Soli Contractor, one of India's first Olympic sailors, remembers the day when violence ripped apart and ruined the 1972 Munich Olympics. Fortunately, he was nowhere near the Olympic village when the incident happened.
He was at Kiel, venue of the yachting competition, 500 miles away. “We were clueless when it happened, as we were all sailing,” he remembers. “It was unprecedented. When we came back at around 5 p.m., there was a security cordon around the area. We were shocked to see footage of the attacks on television. It was a sad day. The German people were really upset as this was the first Olympics taking place in their country after the Second World War.”
Contractor, who dominated Indian sailing in the 1960s and 70s, says Munich was a valuable learning experience. Taking part in the Flying Dutchman class along with Ashar Hussein, Contractor and Hussein just about managed to finish all the races. Contractor was impressed with what he saw in Germany, its sailing infrastructure, the top sailors and how they prepared for the events.
When he returned to India, he gave a detailed report to the Yachting Association of India (YAI) on the road map to the future. Contractor feels that since then there has been a method to the YAI's planning. “I think after the 1972 Olympics, we started to plan and train systematically,” he says.

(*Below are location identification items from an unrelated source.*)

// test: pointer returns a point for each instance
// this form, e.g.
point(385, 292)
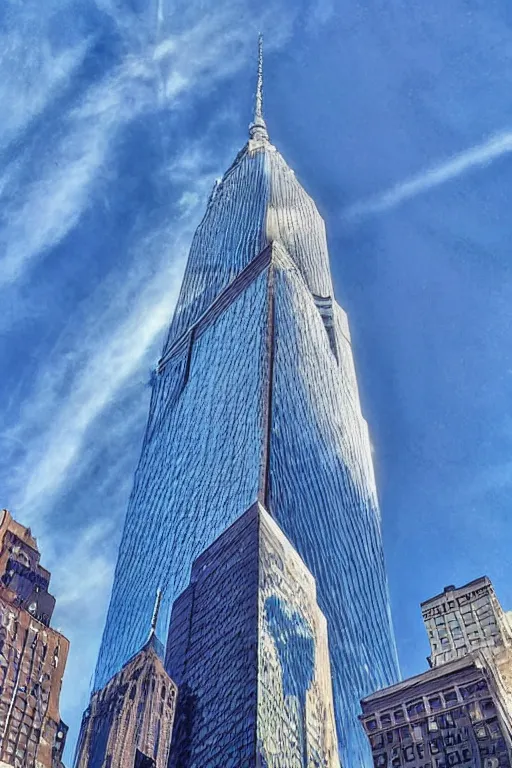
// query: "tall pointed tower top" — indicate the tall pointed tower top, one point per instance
point(258, 128)
point(156, 610)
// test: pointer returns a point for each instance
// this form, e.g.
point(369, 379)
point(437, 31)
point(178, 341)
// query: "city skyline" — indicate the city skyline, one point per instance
point(434, 384)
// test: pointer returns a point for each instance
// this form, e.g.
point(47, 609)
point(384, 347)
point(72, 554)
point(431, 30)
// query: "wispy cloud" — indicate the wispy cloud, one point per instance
point(475, 157)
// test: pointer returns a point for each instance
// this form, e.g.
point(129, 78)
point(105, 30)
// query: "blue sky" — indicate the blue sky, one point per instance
point(117, 117)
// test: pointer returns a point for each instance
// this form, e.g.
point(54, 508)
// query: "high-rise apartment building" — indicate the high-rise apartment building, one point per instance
point(460, 711)
point(248, 648)
point(255, 400)
point(32, 655)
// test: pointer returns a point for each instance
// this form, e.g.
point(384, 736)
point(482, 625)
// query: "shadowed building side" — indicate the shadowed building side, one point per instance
point(129, 722)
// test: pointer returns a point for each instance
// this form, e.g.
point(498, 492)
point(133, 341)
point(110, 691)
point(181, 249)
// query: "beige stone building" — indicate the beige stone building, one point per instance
point(460, 711)
point(32, 655)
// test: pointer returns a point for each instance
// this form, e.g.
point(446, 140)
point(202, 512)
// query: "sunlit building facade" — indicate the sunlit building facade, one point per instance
point(459, 712)
point(255, 400)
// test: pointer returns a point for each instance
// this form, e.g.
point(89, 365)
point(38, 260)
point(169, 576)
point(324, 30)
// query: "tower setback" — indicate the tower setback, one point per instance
point(255, 687)
point(255, 400)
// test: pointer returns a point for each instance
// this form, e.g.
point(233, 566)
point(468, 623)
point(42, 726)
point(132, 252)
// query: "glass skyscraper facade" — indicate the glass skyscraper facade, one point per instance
point(255, 399)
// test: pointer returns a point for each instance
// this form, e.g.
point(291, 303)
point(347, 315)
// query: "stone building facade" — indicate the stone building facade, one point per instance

At 72, Contractor is remarkably fit and, if not for a problem with the mast, could have performed well in the UNIFI Capital Masters Regatta (for those over age 30 years) held in Chennai a couple of weeks ago.
Understandably, during the prize distribution function at the Madras Gymkhana Club, the three-time National champion was the centre of everybody's attention, something he handled with wonderful poise.

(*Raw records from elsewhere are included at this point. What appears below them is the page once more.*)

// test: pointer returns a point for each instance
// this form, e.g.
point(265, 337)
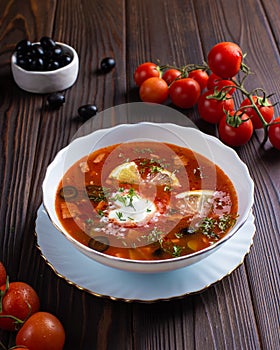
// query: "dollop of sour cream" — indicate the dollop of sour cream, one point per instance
point(131, 209)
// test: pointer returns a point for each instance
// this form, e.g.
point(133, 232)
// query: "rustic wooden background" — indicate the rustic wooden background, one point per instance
point(240, 312)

Regular sailing keeps him in good shape and he has retained his involvement with the sport by running the Ava Marine Services whose main focus is consulting, managing, maintaining and operating motor/sailing Yachts and other water craft on behalf of owners. On and off, he trains school children at the Royal Bombay Yacht Club. “Of course, there's a lot of joy in teaching children,” says Contractor, a bronze medallist in the 1970 Bangkok Asian Games and twice winner in the South Asian championship in 1969 and 1970.
At present, a Government Observer at the YAI, Contractor feels the need of the hour is competent foreign coaches for the Indian teams, benevolent sponsors for the sport, and providing the best sailors with exposure abroad. “To start with, Singapore is a good case study, a good example. They have done quite a bit in this area of sport,” he says.
At the function in the Madras Gymkhana Club, Contractor urged the organisers to conduct more races for veterans so that people like him could take part. Certainly, the urge to compete and win remains intact for the grand old man of Indian sailing.